Irian Barat sebagai Propinsi termuda saat itu juga pernah memiliki sedikit cerita yang tak terlupakan berkaitan dengan kunjungan Presiden Soekarno ke Propinsi tersebut.
Ini tentang adat-istiadat. Ini tentang kebiasaan. Ini tentang budaya. Bung Karno terang-terangan mencemooh cara-cara penyambutan tamu ala Amerika Serikat. Maklumlah, hubungan Bung Karno dan Negeri Paman Sam itu memang tidak mesra. Sebagai Presiden sebuah negara yang baru merdeka, Sukarno terbilang “susah diatur” dan “tidak mau didikte”, sekalipun oleh negara adi kuasa Amerika.
Alhasil, ada banyak hal yang Bung Karno lontarkan terkait cara-cara Amerika yang di mata Bung Karno sebagai “kurang berbudaya”, kering, dan menjemukan. Salah satunya, ya itu tadi… dalam hal penyambutan tamu. Sebaliknya, Bung Karno membanggakan budaya Indonesia yang begitu kaya dan aneka ragam, termasuk dalam hal tata cara menyambut tamu kehormatan. Lain ladang lain belalang, lain daerah lain pula adatnya.
Rakyat Aceh misalnya, menyambut orang dari luar daerahnya dengan cara yang unik. Antara lain menobatkannya sebagai keluarga dalam upacara perkawinan. Ini tandanya rakyat menerima tamu tersebut sebagai bagian dari keluarga. Cara ini telah ada turun-temurun dan bertahan hingga hari ini.
Di Irian Barat, seorang gadis setengah telanjang berdiri di jalan masuk desa jika ada tetamu datang dari luar. Para tetamu diharap mencium puting susu gadis itu. Secara simbolis mereka memberi para tamu susu ibu sebagai bentuk persembahan kasih yang paling murni.
Suatu ketika, Bung Karno mengajak seorang kawan bertandang ke Irian Barat.
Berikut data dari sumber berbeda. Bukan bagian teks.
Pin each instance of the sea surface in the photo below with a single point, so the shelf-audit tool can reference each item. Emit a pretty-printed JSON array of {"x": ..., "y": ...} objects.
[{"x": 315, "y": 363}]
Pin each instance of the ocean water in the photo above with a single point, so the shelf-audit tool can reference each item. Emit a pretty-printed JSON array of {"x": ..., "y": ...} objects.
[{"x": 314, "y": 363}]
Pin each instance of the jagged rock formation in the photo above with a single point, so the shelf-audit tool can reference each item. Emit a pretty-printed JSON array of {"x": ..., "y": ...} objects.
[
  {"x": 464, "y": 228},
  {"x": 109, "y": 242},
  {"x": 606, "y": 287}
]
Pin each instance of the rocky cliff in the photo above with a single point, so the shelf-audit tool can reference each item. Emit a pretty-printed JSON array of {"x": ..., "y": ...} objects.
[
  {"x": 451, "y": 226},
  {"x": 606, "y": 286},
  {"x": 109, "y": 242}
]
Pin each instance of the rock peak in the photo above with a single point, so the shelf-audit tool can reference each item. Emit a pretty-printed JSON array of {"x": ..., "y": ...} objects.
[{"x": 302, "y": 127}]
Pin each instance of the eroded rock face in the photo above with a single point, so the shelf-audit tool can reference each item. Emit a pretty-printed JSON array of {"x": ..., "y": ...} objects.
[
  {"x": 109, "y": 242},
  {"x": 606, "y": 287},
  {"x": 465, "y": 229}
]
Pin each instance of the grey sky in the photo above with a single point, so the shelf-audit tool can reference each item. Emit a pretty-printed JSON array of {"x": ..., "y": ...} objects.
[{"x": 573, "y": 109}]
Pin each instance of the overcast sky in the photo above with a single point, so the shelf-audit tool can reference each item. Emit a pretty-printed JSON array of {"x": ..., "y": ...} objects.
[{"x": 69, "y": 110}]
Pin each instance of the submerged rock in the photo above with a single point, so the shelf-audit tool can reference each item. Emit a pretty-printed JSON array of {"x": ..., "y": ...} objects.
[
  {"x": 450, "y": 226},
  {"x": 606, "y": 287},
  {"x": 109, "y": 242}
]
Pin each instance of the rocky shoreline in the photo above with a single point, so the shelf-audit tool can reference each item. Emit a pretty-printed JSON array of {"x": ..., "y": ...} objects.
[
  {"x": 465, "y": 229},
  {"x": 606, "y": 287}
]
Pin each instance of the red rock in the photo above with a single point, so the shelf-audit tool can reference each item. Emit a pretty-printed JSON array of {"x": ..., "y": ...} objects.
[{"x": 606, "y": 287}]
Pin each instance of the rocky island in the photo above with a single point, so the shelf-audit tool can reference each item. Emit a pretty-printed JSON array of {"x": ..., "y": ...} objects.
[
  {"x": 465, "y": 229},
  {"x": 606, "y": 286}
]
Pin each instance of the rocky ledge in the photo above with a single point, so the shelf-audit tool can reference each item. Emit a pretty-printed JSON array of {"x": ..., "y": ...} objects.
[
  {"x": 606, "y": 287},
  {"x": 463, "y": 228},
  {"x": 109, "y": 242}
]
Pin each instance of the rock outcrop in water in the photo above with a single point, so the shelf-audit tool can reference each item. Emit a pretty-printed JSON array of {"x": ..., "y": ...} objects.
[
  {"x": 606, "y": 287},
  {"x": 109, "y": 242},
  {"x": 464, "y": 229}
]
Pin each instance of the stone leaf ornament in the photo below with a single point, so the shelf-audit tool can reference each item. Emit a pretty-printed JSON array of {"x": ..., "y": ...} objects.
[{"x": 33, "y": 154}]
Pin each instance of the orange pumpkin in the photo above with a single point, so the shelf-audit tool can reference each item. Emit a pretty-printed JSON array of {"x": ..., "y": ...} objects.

Dan, tamu asing itu pun disambut menurut adat setempat. Mau tidak mau, demi menghormati adat-istiadat, tamu tadi harus mencium puting susu gadis Irian. Setelah itu, ia melontar kelakar, “Haaa… sekarang kami mengerti mengapa Bung Karno berjuang mati-matian untuk memperoleh kembali Irian Barat….!”
Nah, bagaimana cara Amerika menyambut tamu-tamunya? Dengan genderang kebesaran yang memekakkan kuping. “Huh!” kutuk Bung Karno, “Amerika boleh belajar dari Indonesia!”